Connected: use this if you want your Stored Procedure transformation to receive data from an input port sent as an input parameter to the stored procedure, or the results of a stored procedure sent as an output parameter to another transformation.
Unconnected: here the Stored Procedure transformation either runs before or after the session, or is called by an expression in another transformation in the mapping.
The following table compares connected and unconnected transformations:
Stored Procedure runs
- Unconnected: If no transformation references the Stored Procedure transformation, you have the option to run the stored procedure once before or after the session.
- Unconnected: If a transformation do references the Stored Procedure transformation, then it will be runed every time a row passes trough that transformation.
The following list describes the options for running a Stored Procedure transformation:
- Normal. The stored procedure runs where the transformation exists in the mapping on a row-by-row basis. This is useful for calling the stored procedure for each row of data that passes through the mapping, such as running a calculation against an input port. Connected stored procedures run only in normal mode.
- Pre-load of the Source. Before the session retrieves data from the source, the stored procedure runs. This is useful for verifying the existence of tables or performing joins of data in a temporary table.
- Post-load of the Source. After the session retrieves data from the source, the stored procedure runs. This is useful for removing temporary tables.

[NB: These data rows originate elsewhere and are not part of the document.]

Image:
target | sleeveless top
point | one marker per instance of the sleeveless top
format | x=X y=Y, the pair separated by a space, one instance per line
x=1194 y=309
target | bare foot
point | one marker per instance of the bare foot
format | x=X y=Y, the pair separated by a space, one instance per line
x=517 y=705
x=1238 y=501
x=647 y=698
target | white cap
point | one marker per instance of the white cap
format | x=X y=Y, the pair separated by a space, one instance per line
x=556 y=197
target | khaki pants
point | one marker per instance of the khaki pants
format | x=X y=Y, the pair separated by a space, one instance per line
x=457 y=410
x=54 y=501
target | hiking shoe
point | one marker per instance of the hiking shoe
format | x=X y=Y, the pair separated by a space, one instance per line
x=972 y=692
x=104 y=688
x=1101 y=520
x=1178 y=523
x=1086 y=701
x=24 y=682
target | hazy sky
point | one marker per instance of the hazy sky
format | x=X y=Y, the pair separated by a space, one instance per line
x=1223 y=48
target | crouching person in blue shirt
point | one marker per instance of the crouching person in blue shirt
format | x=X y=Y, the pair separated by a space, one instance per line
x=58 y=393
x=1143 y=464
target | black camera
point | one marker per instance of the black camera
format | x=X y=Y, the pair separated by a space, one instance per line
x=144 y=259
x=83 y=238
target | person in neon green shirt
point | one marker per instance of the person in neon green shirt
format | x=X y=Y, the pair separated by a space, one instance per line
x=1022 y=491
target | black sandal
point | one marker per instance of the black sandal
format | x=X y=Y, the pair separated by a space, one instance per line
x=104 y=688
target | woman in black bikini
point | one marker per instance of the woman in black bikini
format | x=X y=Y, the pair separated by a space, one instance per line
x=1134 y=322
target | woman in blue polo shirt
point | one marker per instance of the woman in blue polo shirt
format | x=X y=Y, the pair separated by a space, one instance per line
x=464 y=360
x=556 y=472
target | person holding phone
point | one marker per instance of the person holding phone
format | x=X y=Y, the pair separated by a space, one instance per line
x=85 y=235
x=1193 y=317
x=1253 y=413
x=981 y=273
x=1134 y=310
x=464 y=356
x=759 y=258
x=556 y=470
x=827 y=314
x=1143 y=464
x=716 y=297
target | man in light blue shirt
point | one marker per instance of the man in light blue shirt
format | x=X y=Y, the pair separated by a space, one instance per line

- Pre-load of the Target. Before the session sends data to the target, the stored procedure runs. This is useful for verifying target tables or disk space on the target system.
- Post-load of the Target. After the session sends data to the target, the stored procedure runs. This is useful for re-creating indexes on the database.
Some more points:
- You can run more than one Stored Procedure transformation in different modes (connected or unconnected) in the same mapping.
- You cannot run the same instance of a Stored Procedure transformation in both connected and unconnected mode in a mapping.
- The Integration Service opens the database connection when it encounters the first stored procedure. The database connection remains open until the Integration Service finishes processing all stored procedures for that connection. The Integration Service closes the database connections and opens a new one when it encounters a stored procedure using a different database connection.
- To run multiple stored procedures that use the same database connection, set these stored procedures to run consecutively.
Stored Procedured Transformation Hands On
Enough talking, let’s do some practice. First the Stored Procedure itself, here’s the one we created:
USE [PWC] GO /****** Object: StoredProcedure [dbo].[SP_GET_ITEM_COUNT] Script Date: 7/28/2022 7:47:31 PM ******/ SET ANSI_NULLS ON GO SET QUOTED_IDENTIFIER ON GO CREATE PROCEDURE [dbo].[SP_GET_ITEM_COUNT] @ITEM_ID INT, @outRes as INT OUTPUT AS SELECT @outRes = COUNT(*) FROM ORDER_ITEMS WHERE ITEM_ID = @ITEM_ID return @outRes GO
This Stored Procedure is doing what? It is selecting count(*) from ORDER_ITEMS, filtering this select by ITEM_ID and then storing it’s result inside @outRes.
Now, to the mapping.
We have a pretty straightforward mapping. By now you should be already used to all transformations and objects in the image above.
Key point here is our Stored Procedure transformation.
Port-wise no surprises. We just unchecked Input port for outRes as we won’t make any use of that port.
For properties we are using type Normal, as this is the only that we can use for a connected Stored Procedure.
Our hands on example is very timid, and I believe that the real power of Stored Procedure transformations are in the unconnected types for Pre and Post target/post loads. However, for our certification point of view it’s vital that we understand how SP transformation behaves, and I hope this post can help us with that!